On a different note zzzzz, you've said you have an other child - do they currently attend the same or a different school? I know its a small consideration in the scheme of things but I do wonder on the impact of different schools for mine, it isn't sustainable long term but actually its one of the small things that make me feel sad. My eldest two are 18 months apart so two consecutive school years, it'll be a shame when they aren't together.

zzzzz Sat 20-Feb-16 11:05:58

My boy I am trying to get into SS is a twin so I do understand that sadness. I have a large family and send my children to the schools that suit them and then make that work but I know people who do it the other way around. I'm very pro selective education though so any other approach would be weird in our family.

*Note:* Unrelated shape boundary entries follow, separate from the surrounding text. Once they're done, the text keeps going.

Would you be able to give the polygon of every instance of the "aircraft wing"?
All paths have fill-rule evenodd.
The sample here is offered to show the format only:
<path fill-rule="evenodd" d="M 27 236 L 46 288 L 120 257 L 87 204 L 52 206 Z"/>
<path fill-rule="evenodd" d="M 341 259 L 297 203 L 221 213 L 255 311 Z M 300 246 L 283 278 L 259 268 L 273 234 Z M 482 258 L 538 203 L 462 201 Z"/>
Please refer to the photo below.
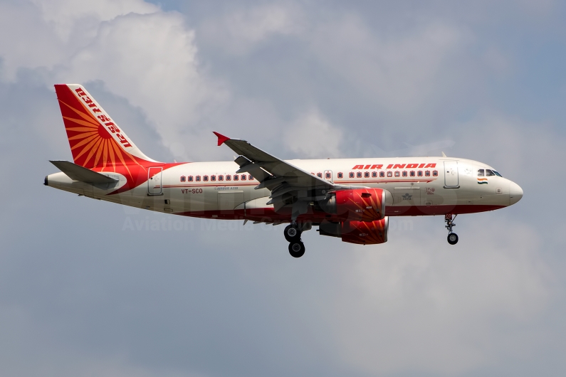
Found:
<path fill-rule="evenodd" d="M 240 166 L 237 173 L 246 172 L 260 184 L 256 189 L 271 191 L 271 201 L 276 211 L 285 206 L 291 207 L 292 218 L 305 213 L 313 201 L 324 199 L 329 191 L 338 187 L 310 173 L 269 154 L 245 140 L 230 139 L 218 132 L 218 145 L 226 144 L 240 156 L 235 162 Z"/>

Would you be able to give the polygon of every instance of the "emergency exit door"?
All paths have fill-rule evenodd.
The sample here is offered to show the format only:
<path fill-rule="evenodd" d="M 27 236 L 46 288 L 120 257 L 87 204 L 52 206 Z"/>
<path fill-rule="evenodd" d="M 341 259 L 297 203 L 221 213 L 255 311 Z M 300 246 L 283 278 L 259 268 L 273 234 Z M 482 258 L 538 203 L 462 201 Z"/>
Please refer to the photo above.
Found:
<path fill-rule="evenodd" d="M 458 161 L 444 161 L 444 186 L 457 188 L 458 187 Z"/>
<path fill-rule="evenodd" d="M 147 170 L 147 193 L 149 195 L 161 195 L 162 186 L 161 174 L 163 168 L 150 168 Z"/>

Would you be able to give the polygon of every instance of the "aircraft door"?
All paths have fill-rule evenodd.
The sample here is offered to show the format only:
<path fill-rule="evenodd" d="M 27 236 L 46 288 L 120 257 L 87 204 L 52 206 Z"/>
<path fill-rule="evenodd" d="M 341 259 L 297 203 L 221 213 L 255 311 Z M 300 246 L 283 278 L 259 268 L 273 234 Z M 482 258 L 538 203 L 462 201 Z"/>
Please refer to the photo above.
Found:
<path fill-rule="evenodd" d="M 147 193 L 149 195 L 161 195 L 162 185 L 161 174 L 163 168 L 150 168 L 147 170 Z"/>
<path fill-rule="evenodd" d="M 458 188 L 458 161 L 444 161 L 444 187 Z"/>
<path fill-rule="evenodd" d="M 332 181 L 332 170 L 325 170 L 324 171 L 324 179 L 328 181 L 329 182 Z"/>

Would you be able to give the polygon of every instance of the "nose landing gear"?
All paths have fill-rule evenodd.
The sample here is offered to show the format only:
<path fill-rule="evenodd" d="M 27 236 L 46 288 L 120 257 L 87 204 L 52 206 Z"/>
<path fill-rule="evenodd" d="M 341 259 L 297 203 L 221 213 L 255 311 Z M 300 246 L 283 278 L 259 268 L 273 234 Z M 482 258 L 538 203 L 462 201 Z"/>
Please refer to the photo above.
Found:
<path fill-rule="evenodd" d="M 302 233 L 303 231 L 296 222 L 287 225 L 283 231 L 285 239 L 289 243 L 289 254 L 295 258 L 300 258 L 305 254 L 305 244 L 300 240 Z"/>
<path fill-rule="evenodd" d="M 444 228 L 448 229 L 447 239 L 448 239 L 448 243 L 449 243 L 450 245 L 456 245 L 456 243 L 458 243 L 458 235 L 452 232 L 452 228 L 456 226 L 456 224 L 454 223 L 454 220 L 456 220 L 457 216 L 458 215 L 456 215 L 454 216 L 454 218 L 452 218 L 451 213 L 447 213 L 446 215 L 444 215 L 444 221 L 446 223 Z"/>

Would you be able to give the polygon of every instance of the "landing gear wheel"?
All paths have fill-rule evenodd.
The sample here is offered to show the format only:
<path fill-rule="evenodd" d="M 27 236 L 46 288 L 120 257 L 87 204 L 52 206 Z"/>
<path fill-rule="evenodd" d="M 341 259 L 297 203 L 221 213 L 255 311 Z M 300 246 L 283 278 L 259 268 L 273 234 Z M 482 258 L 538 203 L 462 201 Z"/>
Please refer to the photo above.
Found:
<path fill-rule="evenodd" d="M 290 224 L 287 225 L 285 227 L 283 233 L 285 234 L 285 239 L 287 240 L 287 242 L 294 243 L 300 240 L 300 230 L 296 225 Z"/>
<path fill-rule="evenodd" d="M 300 258 L 305 255 L 305 244 L 300 241 L 289 243 L 289 254 L 293 257 Z"/>

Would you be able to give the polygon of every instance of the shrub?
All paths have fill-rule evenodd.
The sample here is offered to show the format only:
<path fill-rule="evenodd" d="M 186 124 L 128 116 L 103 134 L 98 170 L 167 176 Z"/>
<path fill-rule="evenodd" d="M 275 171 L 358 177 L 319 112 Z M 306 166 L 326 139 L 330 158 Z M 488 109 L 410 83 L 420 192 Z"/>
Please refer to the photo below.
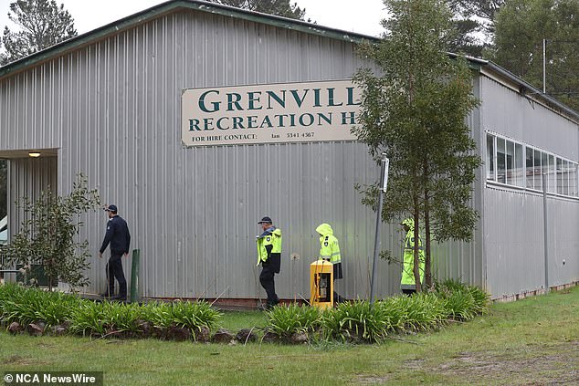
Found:
<path fill-rule="evenodd" d="M 176 326 L 189 329 L 192 332 L 202 328 L 213 329 L 221 313 L 206 301 L 174 301 L 171 303 L 150 303 L 142 308 L 142 318 L 161 329 Z"/>
<path fill-rule="evenodd" d="M 90 301 L 81 302 L 72 311 L 70 332 L 84 335 L 105 335 L 105 304 Z"/>
<path fill-rule="evenodd" d="M 394 329 L 385 309 L 379 302 L 374 307 L 362 300 L 341 303 L 323 313 L 326 337 L 342 341 L 378 341 Z"/>
<path fill-rule="evenodd" d="M 321 311 L 314 307 L 297 304 L 278 306 L 267 315 L 268 331 L 280 338 L 289 338 L 295 333 L 311 333 L 321 324 Z"/>

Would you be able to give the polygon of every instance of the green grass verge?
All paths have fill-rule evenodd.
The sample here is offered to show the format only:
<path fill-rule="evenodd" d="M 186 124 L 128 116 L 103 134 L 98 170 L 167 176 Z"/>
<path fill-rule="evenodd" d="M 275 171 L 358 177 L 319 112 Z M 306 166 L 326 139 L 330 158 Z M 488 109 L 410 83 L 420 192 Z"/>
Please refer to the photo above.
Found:
<path fill-rule="evenodd" d="M 469 322 L 381 345 L 244 347 L 0 332 L 0 371 L 103 370 L 107 385 L 574 384 L 577 320 L 574 288 L 495 304 Z M 227 312 L 220 323 L 238 329 L 265 326 L 266 318 Z"/>

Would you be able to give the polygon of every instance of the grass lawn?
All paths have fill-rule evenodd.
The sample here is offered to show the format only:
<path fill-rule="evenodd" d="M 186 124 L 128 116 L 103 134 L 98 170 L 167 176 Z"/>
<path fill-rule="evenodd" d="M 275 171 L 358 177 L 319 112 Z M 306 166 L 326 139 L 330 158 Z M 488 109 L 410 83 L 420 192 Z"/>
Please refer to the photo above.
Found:
<path fill-rule="evenodd" d="M 237 330 L 258 312 L 226 313 Z M 104 371 L 106 385 L 579 384 L 579 287 L 496 304 L 443 330 L 382 345 L 247 346 L 0 332 L 0 372 Z"/>

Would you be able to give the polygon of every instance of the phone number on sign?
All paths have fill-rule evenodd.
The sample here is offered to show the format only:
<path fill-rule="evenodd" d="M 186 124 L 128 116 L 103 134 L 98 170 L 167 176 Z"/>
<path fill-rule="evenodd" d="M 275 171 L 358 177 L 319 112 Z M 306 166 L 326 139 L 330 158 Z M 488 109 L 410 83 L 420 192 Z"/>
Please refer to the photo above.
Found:
<path fill-rule="evenodd" d="M 289 132 L 288 134 L 288 138 L 312 138 L 314 136 L 313 132 Z"/>

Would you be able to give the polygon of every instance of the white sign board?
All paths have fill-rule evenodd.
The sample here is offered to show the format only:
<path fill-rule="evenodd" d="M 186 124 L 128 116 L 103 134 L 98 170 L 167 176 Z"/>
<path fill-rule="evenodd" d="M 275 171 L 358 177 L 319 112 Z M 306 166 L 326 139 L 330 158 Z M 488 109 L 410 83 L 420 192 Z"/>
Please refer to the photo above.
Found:
<path fill-rule="evenodd" d="M 352 80 L 183 91 L 185 146 L 355 141 L 360 110 Z"/>

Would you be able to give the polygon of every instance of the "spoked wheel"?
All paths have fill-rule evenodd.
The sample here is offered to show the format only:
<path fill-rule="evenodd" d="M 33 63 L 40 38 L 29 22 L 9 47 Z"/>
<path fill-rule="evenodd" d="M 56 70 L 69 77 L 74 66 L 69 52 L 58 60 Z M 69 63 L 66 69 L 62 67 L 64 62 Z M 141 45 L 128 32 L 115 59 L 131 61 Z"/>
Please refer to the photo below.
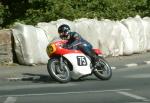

Tricky10 Sat 20-Feb-16 15:49:24

My DD is recently ADHD diagnosed, mild dyspraxia and sensory issues. She is at a private school with Sen support but I feel that school are just letting her drift and there is no realisation of her potential (she is year 4). All assistance thus far has been paid by us privately. I am really struggling to understand the EHCP rationale / process. Would someone mind summarising how this works and what would be next steps - discussing with school if they are in agreement ?

zzzzz Sat 20-Feb-16 17:10:43

are you intending to keep her in prep Tricky?

Tricky10 Sat 20-Feb-16 17:56:17

Do you mean keep her at a private school ? Seriously considering a move to the state sector as I would love to give up work and am unconvinced of the merits of a fee paying education on the basis of my experiences with my DD.